Much like most adults I sometimes try to briefly educate, I received a confounded and dazed look.

I didn’t have time to explain further, nor did I have any inclination to offer any apologies to the confused, dumbfounded and slightly offended looks I received from the crowd of youngsters.

But before I took off to continue my walk, uninterrupted by strangers, I made eye contact with the adult that was allegedly supervising the kids. Allegedly being a key word and eye contact being more like a stare of recrimination for their total lack of supervision.

I know a lot of people feel badly about saying no to other people. I am not one. I am my dog’s advocate and I am a fierce advocate. Luckily for my client dogs, I’m just as fierce an advocate for them as I am for my own dogs.

In today’s example – written in the beginning of this post as a story that seemingly involved two humans to provide a better perspective on how the dog might see things – Bud probably would not have done anything to the kids. He loves people and he likes kids a lot, but the sheer number of kids and all the outstretched arms probably would’ve made him very, very uncomfortable as evidenced by the fact that he was already seeking an escape route as told by his darting eyes that were already showing the whites and by his nervous telltale lip licking.
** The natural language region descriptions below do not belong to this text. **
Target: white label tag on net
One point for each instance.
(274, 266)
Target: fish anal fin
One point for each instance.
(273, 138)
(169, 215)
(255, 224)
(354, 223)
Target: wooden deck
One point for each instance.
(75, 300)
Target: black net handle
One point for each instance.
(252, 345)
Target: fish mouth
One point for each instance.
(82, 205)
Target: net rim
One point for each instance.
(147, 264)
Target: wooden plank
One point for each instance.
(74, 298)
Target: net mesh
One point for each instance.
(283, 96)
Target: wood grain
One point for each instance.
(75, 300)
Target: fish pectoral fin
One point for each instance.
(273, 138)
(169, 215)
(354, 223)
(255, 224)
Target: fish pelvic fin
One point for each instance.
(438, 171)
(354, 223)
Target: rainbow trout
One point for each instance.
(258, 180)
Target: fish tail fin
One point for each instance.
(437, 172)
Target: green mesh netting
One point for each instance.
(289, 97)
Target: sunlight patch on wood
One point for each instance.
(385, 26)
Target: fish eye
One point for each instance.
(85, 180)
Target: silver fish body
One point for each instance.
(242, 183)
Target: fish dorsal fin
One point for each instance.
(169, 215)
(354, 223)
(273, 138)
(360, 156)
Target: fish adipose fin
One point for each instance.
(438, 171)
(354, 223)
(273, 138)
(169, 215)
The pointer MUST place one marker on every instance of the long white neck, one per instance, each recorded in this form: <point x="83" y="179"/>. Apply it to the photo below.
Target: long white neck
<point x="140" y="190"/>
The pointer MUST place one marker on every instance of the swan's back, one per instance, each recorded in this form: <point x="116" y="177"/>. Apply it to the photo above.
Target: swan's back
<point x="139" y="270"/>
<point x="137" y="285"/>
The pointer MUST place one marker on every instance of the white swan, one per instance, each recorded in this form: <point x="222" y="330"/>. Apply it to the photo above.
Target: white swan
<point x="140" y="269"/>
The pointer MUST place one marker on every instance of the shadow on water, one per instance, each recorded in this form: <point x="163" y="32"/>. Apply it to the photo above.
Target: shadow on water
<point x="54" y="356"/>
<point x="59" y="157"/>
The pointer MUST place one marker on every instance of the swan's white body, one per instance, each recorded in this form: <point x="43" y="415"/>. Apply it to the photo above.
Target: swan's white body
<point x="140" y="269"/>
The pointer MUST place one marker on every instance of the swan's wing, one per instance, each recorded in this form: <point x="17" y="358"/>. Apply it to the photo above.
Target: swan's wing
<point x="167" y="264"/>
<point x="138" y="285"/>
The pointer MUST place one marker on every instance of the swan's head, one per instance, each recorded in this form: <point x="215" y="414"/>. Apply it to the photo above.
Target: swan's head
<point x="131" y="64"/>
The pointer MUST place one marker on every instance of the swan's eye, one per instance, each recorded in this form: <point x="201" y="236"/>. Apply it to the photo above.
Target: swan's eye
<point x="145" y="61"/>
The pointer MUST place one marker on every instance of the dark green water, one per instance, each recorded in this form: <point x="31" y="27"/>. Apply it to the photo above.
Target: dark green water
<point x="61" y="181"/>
And probably is not anything I ever want to take a chance with when it comes to children and dogs.

After I exited the scene with Bud today, I could not help but think how that very same scenario might have played out with my dog Camm. Camm is cute and petite. Lots of people, including kids, want to pet her. Camm is very selective about humans (this may come as a surprise to my own friends and to agility folk I know, but it’s the truth) and she intensely distrusts and dislikes children. I don’t need Camm to ever nip a kid to know that she would nip a kid in a heartbeat. What Bud very nearly experienced today would’ve been Camm’s worse nightmare.

I wish I could say that what happened today in an anomaly. It isn’t. Except it is usually adults I am dealing with.

“We’re not saying hi today, ” I sing out on a regular basis as someone with a dog pulling on the end of its flexi-leash and yapping its head off tries to convince me that my charge should meet cute little FiFi. Meanwhile the dog I’m walking has its hackles raised.

“Call your dog!” I regularly yell to the person who has chosen to exercise their own dog off-leash in a small neighborhood park and who has sighted the dog I’m walking with on the adjacent sidewalk. I do a quick one-eighty, looking over my shoulder to see if the dog has decided to go back to its owner yet or not. More often than not, the dog is slowly trotting behind us as the owner uselessly calls it and throws me dirty looks. I feel no shame when I tell you my own eyes get hard, very hard, as I meet that dirty look and raise it.

Recently, I stopped on a street in a neighborhood where I was walking and asked a man with an off-leash dog to leash his dog up. The man was deeply offended. This scenario probably happens at least once a week, but on that particular day, that particular man chose to take it up a notch. He proceeded to try to lecture me that dogs should be in their “natural state” (whatever the hell that was supposed to mean – clearly to him it meant unleashed) and that all dogs would prefer to say hello to one another. He then attempted to demonstrate how his dog would like to do just that. But instead of a more proper nose to butt dog greeting, he seemed to think the greeting should be nose to nose, despite the fact that both dogs were stiff and erect in their front end carriages and that the hair was raised on the back of the dog I was trying to walk and keep away from him. He then tried to greet the dog I was walking himself.

“No, ” I said.

“What? I’m just trying to be friendly,” he countered.

“No means no!” And with that I turned on my heel and got out of there. Just in time too from the hard eyes and stiff expression on Tommy’s face.

“Geez, what a bitch,” I heard the man say.

Asshole, I said out loud. And I made no pretense at muttering it.

I don’t know when saying no became something to be apologetic about. But it’s about time it stopped.